Day of the procedure, I go through all the usual preliminaries. Check in, show Blue Cross cards, show cards again, get into a room, don the famous "breezy bottoms" hospital gown Get wheeled into the room where I am shown how to lie on my side and see the monitor they'll using to view my insides.

The only part that really had me worried (aside, again from the possibility of finding a gut full of tumors) was the anesthesiologist. He started an IV drip on me with a mild sedative and cheerily informed me that he was ready to increase the dosage if I felt any pain. I usually take that to mean I should expect a lot of pain.
And I probably would end up not remembering any of this visit.

Turned out, though, to be no problem at all. Really. No more discomfort than a prostate exam. I seem to recall lying on my side for about ten minutes, so maybe I lost a little time, but it sure seemed like I was up for the whole deal. And best of all, they collected a few polyps from inside of me and later told me there was nothing wrong with them.

So a lot of fears over very little. I'm feeling happy and healthy. The next day I go back to work, and on my way home, my car gets sideswiped by a semi.

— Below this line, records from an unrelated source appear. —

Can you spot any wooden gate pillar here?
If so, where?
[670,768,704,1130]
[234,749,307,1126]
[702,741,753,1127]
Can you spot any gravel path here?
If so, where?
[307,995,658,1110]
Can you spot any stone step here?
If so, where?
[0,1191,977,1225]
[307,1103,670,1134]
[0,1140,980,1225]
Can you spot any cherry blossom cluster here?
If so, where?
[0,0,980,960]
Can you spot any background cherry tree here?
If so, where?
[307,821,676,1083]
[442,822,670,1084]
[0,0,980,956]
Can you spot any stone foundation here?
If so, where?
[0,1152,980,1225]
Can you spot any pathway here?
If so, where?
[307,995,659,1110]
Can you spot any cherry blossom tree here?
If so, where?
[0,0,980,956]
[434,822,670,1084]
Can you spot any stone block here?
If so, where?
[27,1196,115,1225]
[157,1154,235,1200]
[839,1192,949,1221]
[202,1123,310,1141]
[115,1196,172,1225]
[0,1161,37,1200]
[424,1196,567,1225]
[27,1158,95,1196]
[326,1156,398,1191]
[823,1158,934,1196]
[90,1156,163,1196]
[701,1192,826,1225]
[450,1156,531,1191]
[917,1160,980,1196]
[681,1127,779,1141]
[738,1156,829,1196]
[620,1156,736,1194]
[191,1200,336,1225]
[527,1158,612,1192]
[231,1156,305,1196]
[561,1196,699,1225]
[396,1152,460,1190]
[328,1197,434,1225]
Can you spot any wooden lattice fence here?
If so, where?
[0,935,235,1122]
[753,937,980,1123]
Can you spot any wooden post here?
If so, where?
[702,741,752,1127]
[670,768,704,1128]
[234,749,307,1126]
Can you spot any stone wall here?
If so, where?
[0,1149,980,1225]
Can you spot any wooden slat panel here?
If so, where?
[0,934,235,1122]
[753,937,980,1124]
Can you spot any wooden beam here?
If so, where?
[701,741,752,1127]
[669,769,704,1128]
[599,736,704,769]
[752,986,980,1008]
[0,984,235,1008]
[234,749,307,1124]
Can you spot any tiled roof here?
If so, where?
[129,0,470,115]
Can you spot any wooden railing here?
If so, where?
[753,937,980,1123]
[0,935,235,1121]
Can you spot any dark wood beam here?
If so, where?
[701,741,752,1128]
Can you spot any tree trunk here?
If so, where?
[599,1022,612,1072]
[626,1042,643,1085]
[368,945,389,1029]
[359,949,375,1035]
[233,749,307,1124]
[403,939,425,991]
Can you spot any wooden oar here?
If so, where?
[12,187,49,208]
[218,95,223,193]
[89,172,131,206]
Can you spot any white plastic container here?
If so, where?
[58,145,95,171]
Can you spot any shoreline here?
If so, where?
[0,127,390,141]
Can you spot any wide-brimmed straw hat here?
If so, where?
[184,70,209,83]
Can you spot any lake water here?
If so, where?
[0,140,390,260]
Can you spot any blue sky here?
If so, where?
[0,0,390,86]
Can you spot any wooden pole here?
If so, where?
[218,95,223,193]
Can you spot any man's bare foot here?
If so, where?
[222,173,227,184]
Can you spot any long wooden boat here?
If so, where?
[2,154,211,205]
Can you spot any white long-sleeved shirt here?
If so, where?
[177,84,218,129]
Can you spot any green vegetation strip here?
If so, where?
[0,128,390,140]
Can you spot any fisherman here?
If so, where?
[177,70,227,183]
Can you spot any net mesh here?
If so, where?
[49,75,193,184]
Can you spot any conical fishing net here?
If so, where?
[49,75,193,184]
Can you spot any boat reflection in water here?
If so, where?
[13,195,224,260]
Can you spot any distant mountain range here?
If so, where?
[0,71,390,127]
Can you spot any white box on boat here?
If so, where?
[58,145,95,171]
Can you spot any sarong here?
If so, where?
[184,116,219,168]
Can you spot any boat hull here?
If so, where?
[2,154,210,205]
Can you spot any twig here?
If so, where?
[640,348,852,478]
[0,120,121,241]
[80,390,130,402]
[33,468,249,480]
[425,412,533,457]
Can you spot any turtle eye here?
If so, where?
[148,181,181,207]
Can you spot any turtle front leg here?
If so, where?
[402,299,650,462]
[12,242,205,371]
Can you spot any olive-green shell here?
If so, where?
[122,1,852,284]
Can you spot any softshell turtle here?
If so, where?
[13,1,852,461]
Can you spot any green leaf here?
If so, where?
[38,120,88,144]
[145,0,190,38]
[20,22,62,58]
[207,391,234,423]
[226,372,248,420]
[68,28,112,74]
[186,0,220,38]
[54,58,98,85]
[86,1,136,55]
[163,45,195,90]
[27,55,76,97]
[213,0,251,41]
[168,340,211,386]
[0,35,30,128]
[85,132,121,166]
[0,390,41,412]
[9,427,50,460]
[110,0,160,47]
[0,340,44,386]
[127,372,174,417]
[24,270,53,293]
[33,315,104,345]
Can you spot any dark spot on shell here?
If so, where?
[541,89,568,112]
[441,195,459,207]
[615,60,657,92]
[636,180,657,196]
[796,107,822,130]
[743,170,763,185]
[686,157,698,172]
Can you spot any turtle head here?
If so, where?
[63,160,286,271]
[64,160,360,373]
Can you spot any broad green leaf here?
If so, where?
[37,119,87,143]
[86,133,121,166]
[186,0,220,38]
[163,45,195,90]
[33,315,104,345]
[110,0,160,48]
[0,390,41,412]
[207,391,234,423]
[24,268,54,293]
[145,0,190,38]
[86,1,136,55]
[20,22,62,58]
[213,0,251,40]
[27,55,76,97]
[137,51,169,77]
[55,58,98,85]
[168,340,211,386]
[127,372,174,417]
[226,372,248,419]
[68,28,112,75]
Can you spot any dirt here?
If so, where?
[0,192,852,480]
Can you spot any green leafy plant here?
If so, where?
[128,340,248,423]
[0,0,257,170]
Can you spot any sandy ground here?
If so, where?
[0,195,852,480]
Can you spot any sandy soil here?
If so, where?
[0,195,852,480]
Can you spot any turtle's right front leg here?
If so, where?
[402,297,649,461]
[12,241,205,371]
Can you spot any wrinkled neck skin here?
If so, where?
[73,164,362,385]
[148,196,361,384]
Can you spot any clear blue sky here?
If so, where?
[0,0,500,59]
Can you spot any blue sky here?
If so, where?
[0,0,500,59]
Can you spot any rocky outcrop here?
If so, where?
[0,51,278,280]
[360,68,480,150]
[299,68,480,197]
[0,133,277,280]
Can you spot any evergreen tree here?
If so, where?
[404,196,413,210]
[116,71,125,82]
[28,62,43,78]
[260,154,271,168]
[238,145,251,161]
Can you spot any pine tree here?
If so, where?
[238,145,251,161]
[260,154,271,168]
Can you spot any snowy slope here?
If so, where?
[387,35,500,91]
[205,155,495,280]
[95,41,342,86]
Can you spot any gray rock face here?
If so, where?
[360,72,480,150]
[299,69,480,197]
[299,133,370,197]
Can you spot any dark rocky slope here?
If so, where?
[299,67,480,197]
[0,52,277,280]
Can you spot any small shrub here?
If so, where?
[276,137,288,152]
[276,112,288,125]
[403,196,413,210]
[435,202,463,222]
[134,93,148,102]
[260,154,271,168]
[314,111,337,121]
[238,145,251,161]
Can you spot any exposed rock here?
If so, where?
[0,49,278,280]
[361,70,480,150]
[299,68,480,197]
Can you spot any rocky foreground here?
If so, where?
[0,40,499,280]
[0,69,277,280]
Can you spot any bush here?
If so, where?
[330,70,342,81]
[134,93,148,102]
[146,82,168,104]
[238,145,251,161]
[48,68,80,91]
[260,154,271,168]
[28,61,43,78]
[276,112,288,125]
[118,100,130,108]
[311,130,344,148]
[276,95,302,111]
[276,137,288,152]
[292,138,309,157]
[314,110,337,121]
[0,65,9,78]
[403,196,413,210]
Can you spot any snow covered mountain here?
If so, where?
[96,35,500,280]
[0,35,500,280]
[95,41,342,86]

Tuesday, September 05, 2006

Love Network

Considering we only caught the last half hour of the MDA telethon, why do I want to comment on it? Especially, why am I pushing off other posts I wanted to write in order to do this? Partly, I guess, because of the great comments on the telethon that Mark Evanier provides. My comment is that what with Jerry having mellowed out considerably in his autumn years, there's one thing that consistently annoys me about the presentation, and it's on the local cutaways.

I suspect most of the nation now can only see the telethon on the WGN Superstation feed, but I'd sure like to know if any other stations do this: during the local cutaway segment, where we go to your local studio and see the Boy scouts and firemen answering phones, the 'GN folks announced the match challenge period from one of their big sponsors. As in, "Every pledge we receive during the next three minutes will be matched by our sponsor! $25 becomes $50! $50 becomes $100!"

All fine and dandy, but they demark this match challenge by shrinking the live picture into a corner so there's room for the sponsor's logo and a three-minute countdown clock and then...

  • The live picture becomes jumpy and stuttery, like the picture-in-picture function on a TV set. But I'm sure this a special effect chosen by the production crew, because:
  • Most of the live feed is now shown by the should-mounted news cameras, whose operators keep zooming in and out, tilting back and forth, panning way too fast, like a bunch of 13 year olds playing with a Fisher-Price Pixelvision. Maybe they think this effect will hypnotize us into calling in a pledge.
  • Once the three minute countdown gets to about five seconds, they fade the clock off the screen for a few seconds, then fade it back in, and presto! It's starting again from three minutes. The same cheap trick they use on infomercials urging us to "call within the next ten minutes" for a "special offer" that's really being extended to anybody, anytime.
  • To really get us in the mood to send in our money, during this match period they run a music bed that for the past 16 years has featured "Gonna make You Sweat" by C+C Music Factory played over… and over… and over. Does this 1990 chestnut stir anything in anybody's breast besides extreme ennui these days?
In the interest of disclosure, I have to admit that we did not phone in to pledge, so in some regards, we really don't have the right carp about it. We did, of course, throw some change in the fireman's boot here and there, but finances have kept us pretty tight these days. But the MDA telethon is after all, a landmark of our culture, and very soon that'll be gone, too.